Friday, January 15, 2021

Nord Stream 2: Federal authority grants permission, construction continues

 Federal authority for maritime navigation has granted the permit to resume construction works on contentions Nord Stream 2-pipeline.

Source BILD:

The Federal Maritime and Hydrographic Agency (BSH) has approved the immediate construction of the Nord Stream 2 Baltic Sea gas pipeline in German waters. That emerges from a communication from the authority on Friday.

The previous permit would normally not have allowed work to start until the end of May. A contradiction - for example from environmental associations - could stop the immediate further construction in the German “Exclusive Economic Zone” (EEZ), as it would have a suspensive effect.

The "Deutsche Umwelthilfe" has already announced further legal remedies, wants an urgent procedure.

The approval had become necessary, among other things, because a Swiss company withdrew its special ships at the end of 2019 following sanctions from the USA. A permit had already been issued for these ships for the winter months.

However, after the Swiss exit, Nord Stream 2 had to switch to a type of ship that is held or moved by other ships. The permit that has now been issued applies to such an anchor-positioned ship.

One such ship, the Russian "Fortuna", left the port of Wismar on Thursday and was on the Baltic Sea off Rostock on Friday morning, according to the ship radar.

► As of Friday, the Danish authorities had announced that they would be working in the Baltic Sea near Bornholm with the participation of "Fortuna". After reaching the position in Danish waters, preparatory work and tests would begin, according to Nord Stream 2. It was not yet possible to give an exact time.

► Last December, after a year-long break in laying work, the ship completed a 2.6-kilometer section of the line in the German EEZ. At the end of December, however, the approval of the BSH expired after an extension was used.

According to the Russian energy company Gazprom as the main investor, 94 percent of the controversial pipeline has been completed. This means that more than 2,300 kilometers of double-strand pipes lie on the sea floor. About 150 kilometers are still missing, i.e. 75 kilometers per strand - of which about 120 kilometers in Danish and about 30 kilometers in German waters.

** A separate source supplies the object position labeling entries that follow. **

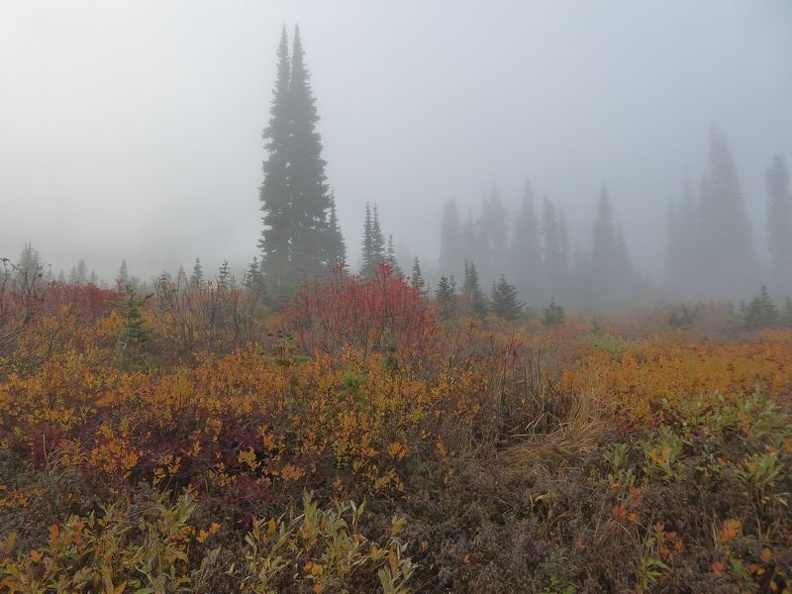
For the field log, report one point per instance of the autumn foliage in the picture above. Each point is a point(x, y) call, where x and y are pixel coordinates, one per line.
point(350, 444)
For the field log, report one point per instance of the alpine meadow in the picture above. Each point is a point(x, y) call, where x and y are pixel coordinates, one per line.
point(513, 315)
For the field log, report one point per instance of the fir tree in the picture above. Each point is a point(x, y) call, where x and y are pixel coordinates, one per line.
point(446, 298)
point(761, 312)
point(390, 257)
point(373, 244)
point(135, 336)
point(122, 279)
point(504, 300)
point(197, 277)
point(417, 278)
point(553, 315)
point(299, 237)
point(472, 290)
point(28, 268)
point(729, 260)
point(336, 247)
point(275, 196)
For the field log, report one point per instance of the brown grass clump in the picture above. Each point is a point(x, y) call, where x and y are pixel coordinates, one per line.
point(577, 435)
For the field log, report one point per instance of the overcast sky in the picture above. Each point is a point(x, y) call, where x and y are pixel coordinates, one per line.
point(132, 129)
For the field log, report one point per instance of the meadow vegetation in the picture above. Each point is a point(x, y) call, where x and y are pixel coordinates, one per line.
point(353, 441)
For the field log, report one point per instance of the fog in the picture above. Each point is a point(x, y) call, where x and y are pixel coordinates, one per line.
point(132, 129)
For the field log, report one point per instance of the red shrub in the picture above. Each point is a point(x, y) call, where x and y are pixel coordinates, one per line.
point(382, 313)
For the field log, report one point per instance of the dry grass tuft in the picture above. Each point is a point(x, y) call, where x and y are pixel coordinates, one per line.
point(576, 436)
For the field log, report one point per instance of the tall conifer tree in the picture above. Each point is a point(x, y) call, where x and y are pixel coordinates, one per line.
point(729, 262)
point(300, 238)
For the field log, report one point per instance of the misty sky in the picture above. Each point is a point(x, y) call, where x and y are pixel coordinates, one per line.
point(132, 129)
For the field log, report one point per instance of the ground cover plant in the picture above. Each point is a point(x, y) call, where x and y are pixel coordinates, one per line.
point(308, 451)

The approval of the BSH, which has now been granted, is about these around 30 kilometers south of the Danish island of Bornholm. The remaining route ran through the edge of a bird sanctuary, it was said. However, due to the depth of the water, this has "rather little significance for certain species of resting birds".

In addition, it is partly a frequently traveled area anyway. Nevertheless, to protect seabirds, the BSH stipulates a maximum construction phase of 30 days with 14-day breaks for the period from January to May.